Back in late April, Microsoft and the Green Bay Packers each committed $5 million to a $25 million venture fund (TitletownTech) that will “invest in high-growth startups aligned with industries in northeastern Wisconsin.” The announcement was noteworthy if only because venture capital doesn’t typically find its way to flyover country, but pro sports teams investing in private equity funds and accelerators has become commonplace. There are now at least 25 team-backed investment operations, in addition to the 40+ sports-specific funds (several of which are backed by team owners) that exist.
Howie Long-Short: The trend of pro sports teams investing in private equity has been driven by the amount of dry powder on their balance sheets. Historically clubs were family owned businesses so there was no excess capital to play with, but as broadcast revenues exploded in the 90’s and teams transformed into billion dollar enterprises owners began to look for places to park those profits. David Simmons, founder of DESBall Ventures, explained that “throughout the 90’s and 00’s teams invested in real estate (think: stadium boom). Now that they’ve literally run out of ways to squeeze money from their franchises and venues, club owners are looking elsewhere to scale their businesses and venture is viewed as a sexy place to play.”
Venture investing is high risk in nature and with 90% of all P.E. returns going to the top 20 firms, profitability is not likely; perhaps that’s why teams claim it’s an alternative means of R&D. Club-backed funds would do well by themselves to increase the number of investment professionals sourcing deal flow. Simmons explained that oftentimes “the people bringing in the deals are senior level business executives – front-office people who are good at branding, marketing or ticket sales, but lacking venture backgrounds; they don’t know what they’re looking for.”
Simmons says start-ups look for team-backed venture capital because “the better your board of advisors is, the easier it is to get into the room [with prospective clients], the easier it is to close the deal, the easier it is to bring in additional money and the easier it is to scale the business. From a perception standpoint, it makes sense to align with an organization that has a well-established brand.” Depending on where the company is in its lifecycle, there may also be value in finding a team willing to serve as a case study for the product or service (think: to scale, you need that first client). It needs to be mentioned though, that a team’s value to a business is significantly diminished if the product or service falls outside of its core expertise.
Gambling and esports aside, Simmons believes that fitness and ticketing are sectors ripe for team-backed funds to disrupt. “Those are two industries where advancement could impact large swathes of the country and neither receives much attention in the media.” Interestingly, his other suggestion was for them to invest “in some of these start-up leagues” (think: PLL, p1440). He reasoned that the seemingly insatiable “demand for content” makes niche live sports programming more valuable than most believe.

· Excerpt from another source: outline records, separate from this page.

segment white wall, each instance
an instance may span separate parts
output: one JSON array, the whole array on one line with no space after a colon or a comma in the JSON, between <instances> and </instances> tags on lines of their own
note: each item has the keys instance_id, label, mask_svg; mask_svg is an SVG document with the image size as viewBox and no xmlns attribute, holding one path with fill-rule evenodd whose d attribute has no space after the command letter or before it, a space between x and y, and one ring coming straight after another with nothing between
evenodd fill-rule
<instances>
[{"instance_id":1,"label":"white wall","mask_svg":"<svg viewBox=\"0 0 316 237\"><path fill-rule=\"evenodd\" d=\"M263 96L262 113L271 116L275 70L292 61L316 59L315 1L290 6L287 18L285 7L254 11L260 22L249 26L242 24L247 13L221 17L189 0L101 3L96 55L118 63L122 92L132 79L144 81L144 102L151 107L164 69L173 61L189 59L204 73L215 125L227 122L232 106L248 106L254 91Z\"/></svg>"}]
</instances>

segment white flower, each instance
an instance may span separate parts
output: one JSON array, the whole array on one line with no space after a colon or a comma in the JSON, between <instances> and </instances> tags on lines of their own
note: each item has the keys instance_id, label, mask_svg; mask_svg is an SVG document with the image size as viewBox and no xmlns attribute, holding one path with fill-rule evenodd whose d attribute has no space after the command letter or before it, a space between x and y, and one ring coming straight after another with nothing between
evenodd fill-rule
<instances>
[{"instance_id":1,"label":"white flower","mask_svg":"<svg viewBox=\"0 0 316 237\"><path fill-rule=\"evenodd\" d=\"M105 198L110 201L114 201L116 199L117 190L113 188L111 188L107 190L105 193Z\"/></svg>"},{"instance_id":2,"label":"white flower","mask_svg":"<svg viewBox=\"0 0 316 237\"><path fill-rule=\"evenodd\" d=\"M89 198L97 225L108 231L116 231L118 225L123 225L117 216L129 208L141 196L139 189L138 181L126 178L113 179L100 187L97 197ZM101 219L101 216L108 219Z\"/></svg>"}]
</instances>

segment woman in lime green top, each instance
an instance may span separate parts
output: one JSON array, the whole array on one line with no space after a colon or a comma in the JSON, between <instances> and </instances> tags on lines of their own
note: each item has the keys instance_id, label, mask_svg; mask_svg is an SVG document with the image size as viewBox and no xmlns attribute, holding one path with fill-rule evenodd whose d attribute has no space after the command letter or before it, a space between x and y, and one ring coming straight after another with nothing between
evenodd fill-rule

Investing in an established league abroad, that participates in the same sport as the team-backed fund, would also seem to make sense for a big four club. As Simmons noted, “most MLB, NBA and NHL teams (Football really isn’t played elsewhere) do a poor job of both sourcing venture ideas and scouting internationally. Taking a stake in a sister franchise would seemingly kill two birds with one stone.”
As for TitletownTech, the fund will create opportunities for companies that venture capitalists on the coasts have traditionally overlooked, but Simmons warns that “restricting investments to such a small region limits the deal flow, the people and the capital it will want to attract. Limitations that will ultimately restrict the fund’s potential upside.”
Fan Marino: The Packers aren’t the only sports-related investors committed to the Titletown Tech venture fund. Owners of both the New York Mets (Jeff Wilpon) and Boston Bruins (Jerry Jacobs, Jr.) are investing alongside the NFL franchise and will occupy seats on the capital advisory board.